Lawyers for the American Civil Liberties Union Foundation of Oregon (ACLU of Oregon), Innovation Law Lab, and the American Immigration Lawyers Association Oregon Chapter (AILA Oregon) said 123 asylum seekers are "being held by Immigration and Customs Enforcement (ICE) at the federal prison in Oregon without meaningful access to attorneys in violation of the U.S. Constitution and federal immigration laws."
ACLU of Oregon said in a statement posted on its website that the Oregon detainees, all men, are among the 1,600 immigrants marked for expedited deportation that U.S. President Donald Trump's administration sent to federal prisons in five states in an unprecedented move last week.
"There should be no deportations until all one hundred and twenty three men have meaningful access to lawyers," said Mat dos Santos, legal director of the ACLU of Oregon.
The rights advocacy group complained that the detainees in the Oregon prison were denied access to lawyers through this weekend.

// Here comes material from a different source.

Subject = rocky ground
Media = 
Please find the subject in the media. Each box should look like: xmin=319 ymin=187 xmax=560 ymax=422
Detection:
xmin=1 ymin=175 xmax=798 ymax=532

Some of the detainees were reported to be forcibly separated from their partners and children, and lack information about their family members' whereabouts, it said.
The ACLU of Oregon called on the public to attend a vigil to be staged outside the federal prison in Sheridan, a city in northwest Oregon next Monday.
The Trump administration has been criticized over past few days for cracking down on illegal immigration with a "zero-tolerance" policy of separating families at the U.S. border.
Media reports say nearly 2,000 children were separated from their families during a six-week period in April and May.